Kildare Senator Fiona O’Loughlin has received clarity on the Department of Finance’s position in relation to the Young Trained Farmer Stamp Duty Relief.
Senator O’Loughlin noted that recently in the Seanad she raised the issue of the proposed change to the stamp duty exemption and how it could impact negatively on many farmers.
“Heretofore, when a farm is transferred from one generation to the next and it has been incorporated into a limited company, there has been a stamp duty exemption scheme for young trained farmers, which encouraged that changeover to happen before the appointed successor was 35 years of age,” she said.
“The issue arose from Revenue having recently updated their guidance relating to that popular relief, which at the time stated that ‘the transferee must farm the land themselves and not through a company. The relief is not intended to apply where a farm is leased to a company or for companies to benefit from the relief.’
“This would be seen as unwelcome by farming interests, as many family farms have opted in recent years to trade as companies, and as such would seemingly, based on a strict interpretation of the above referenced element of the new guidance, be excluded from availing of the stamp duty relief under section 81AA of SDCA 1999.”

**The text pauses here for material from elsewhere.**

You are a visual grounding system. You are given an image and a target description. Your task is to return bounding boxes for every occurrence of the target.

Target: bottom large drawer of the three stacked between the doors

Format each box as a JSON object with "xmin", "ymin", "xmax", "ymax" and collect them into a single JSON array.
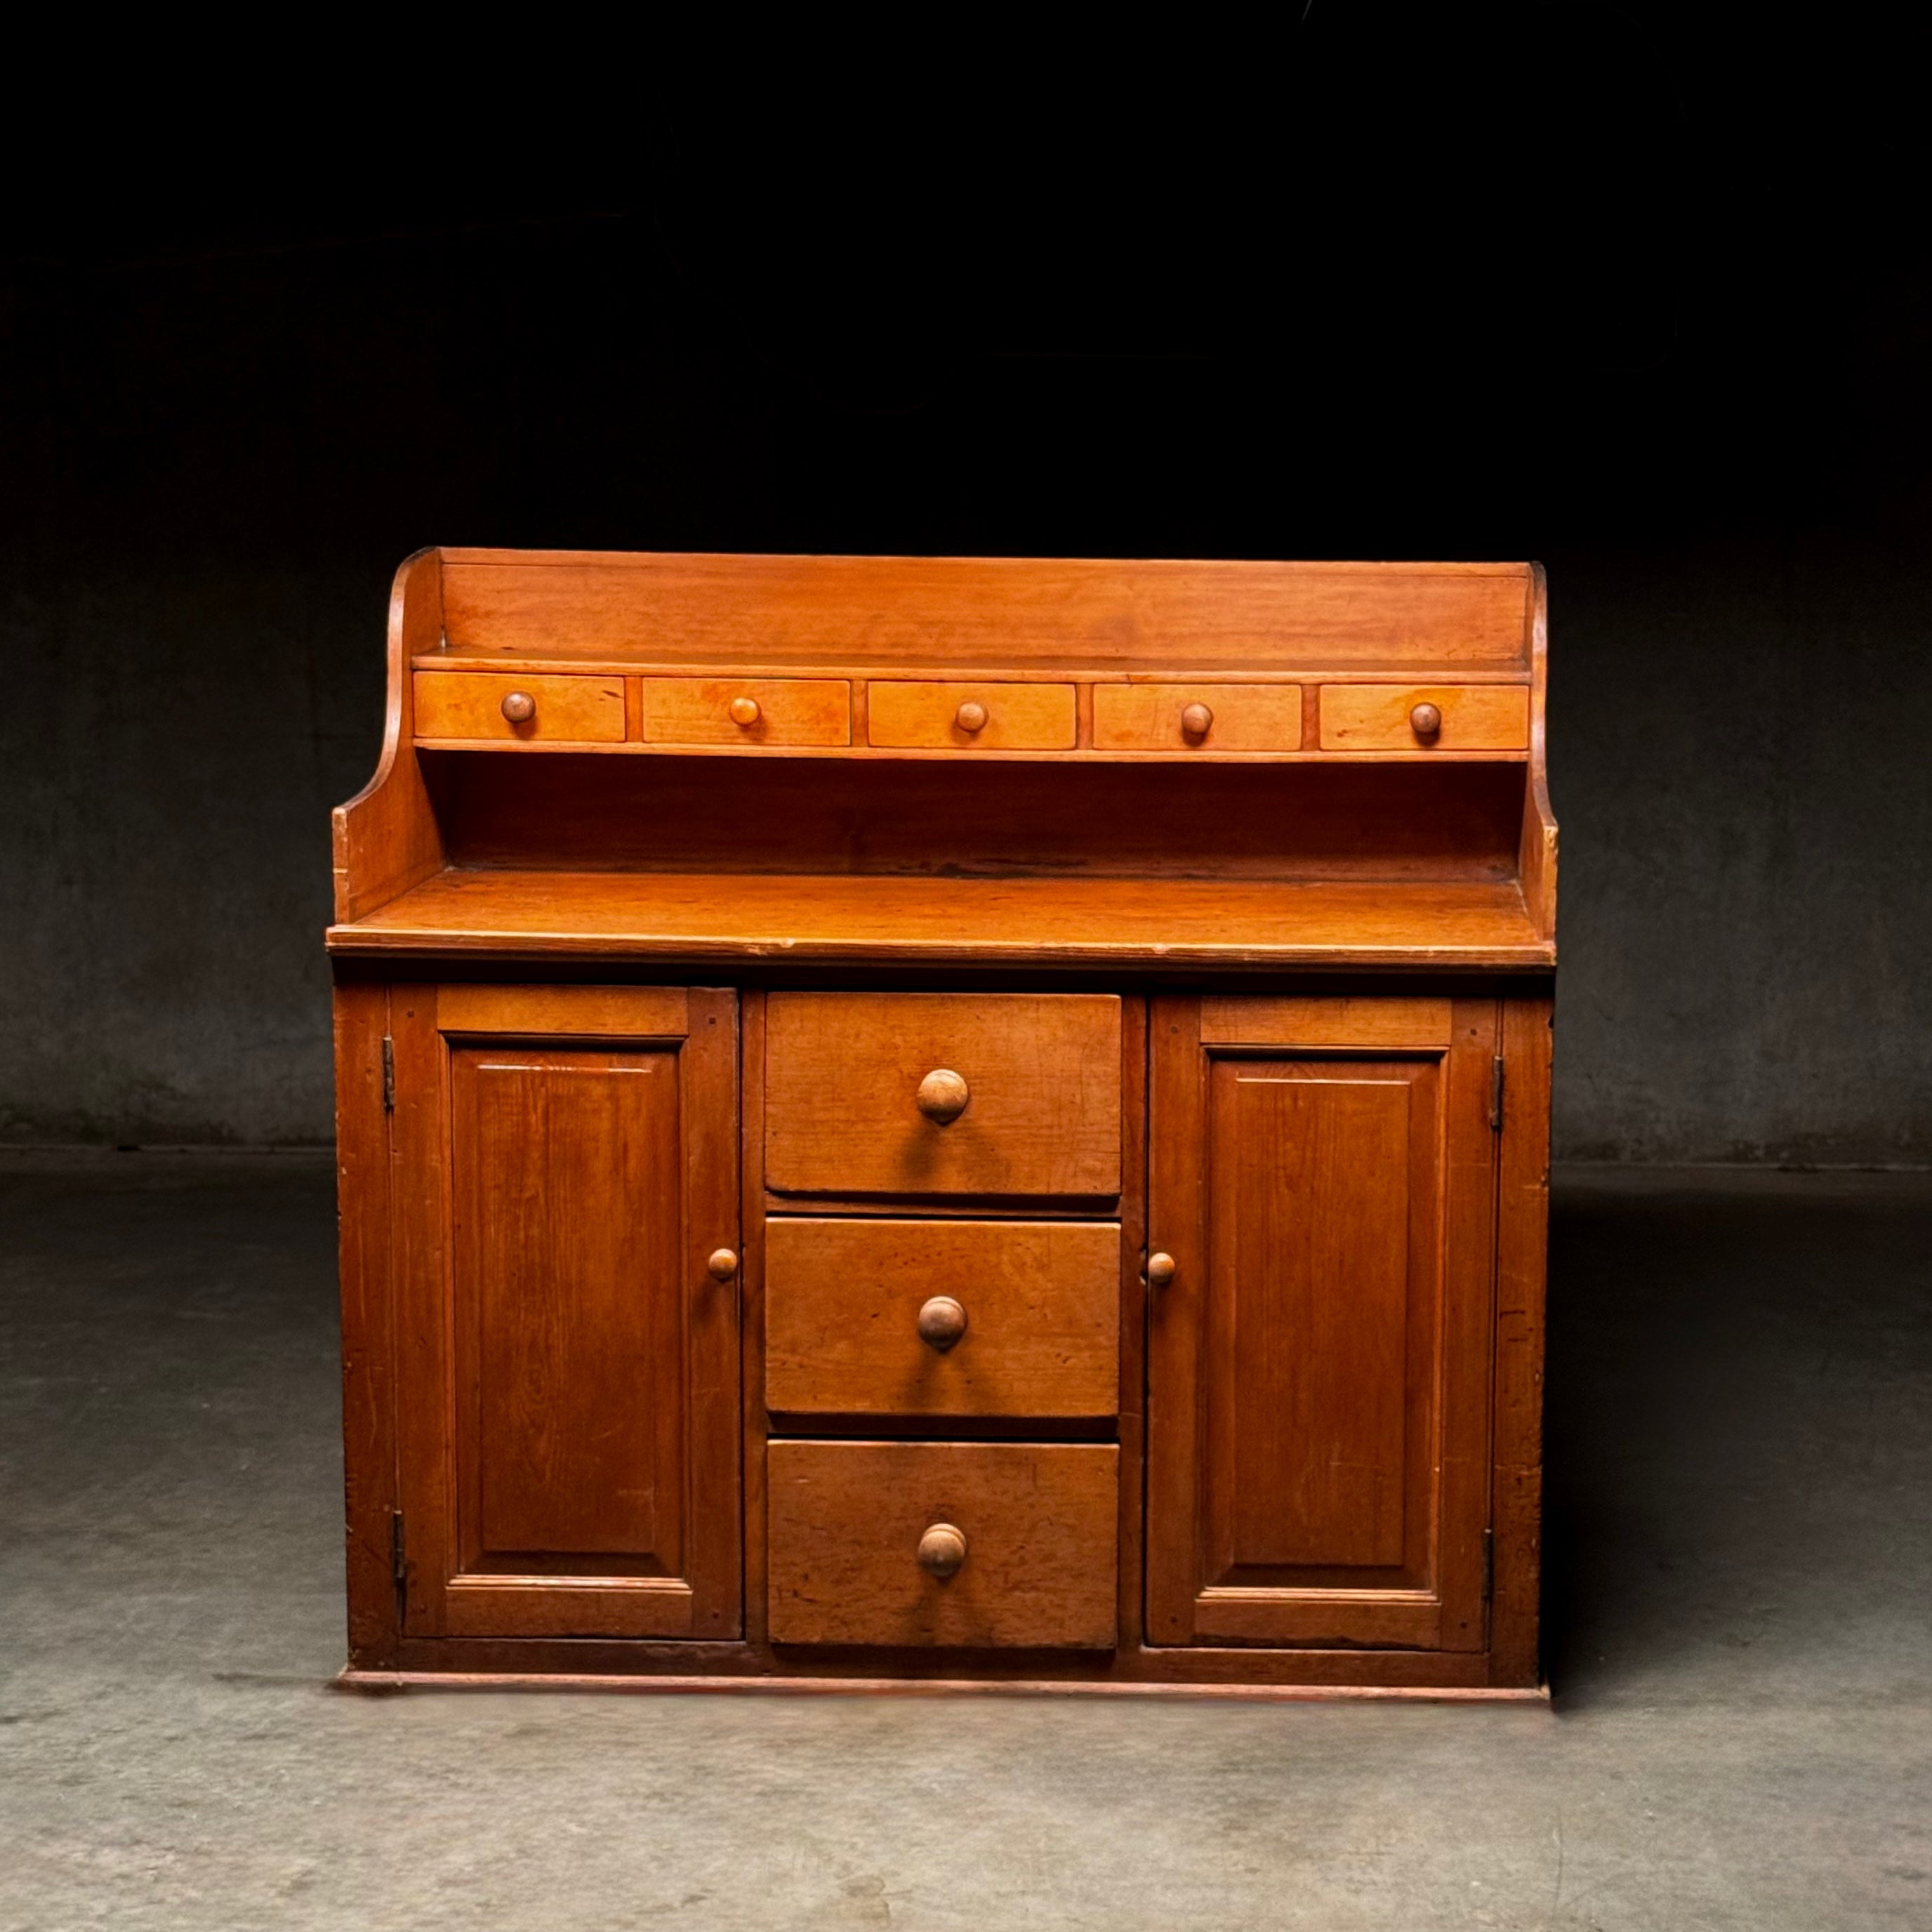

Senator O’Loughlin added: “Revenue have since updated their guidelines, which I believe deals with the issues raised by allowing relief such that ‘the transferee spends at least 50% of his or her normal working time farming the transferred land may be satisfied where he or she carries out the farming activities through a company or a partnership. For the relief to apply in the case of a company, the individual must be the main shareholder and working director of the company and must farm the land on behalf of the company.’ I welcome the clarity provided by the Minister.”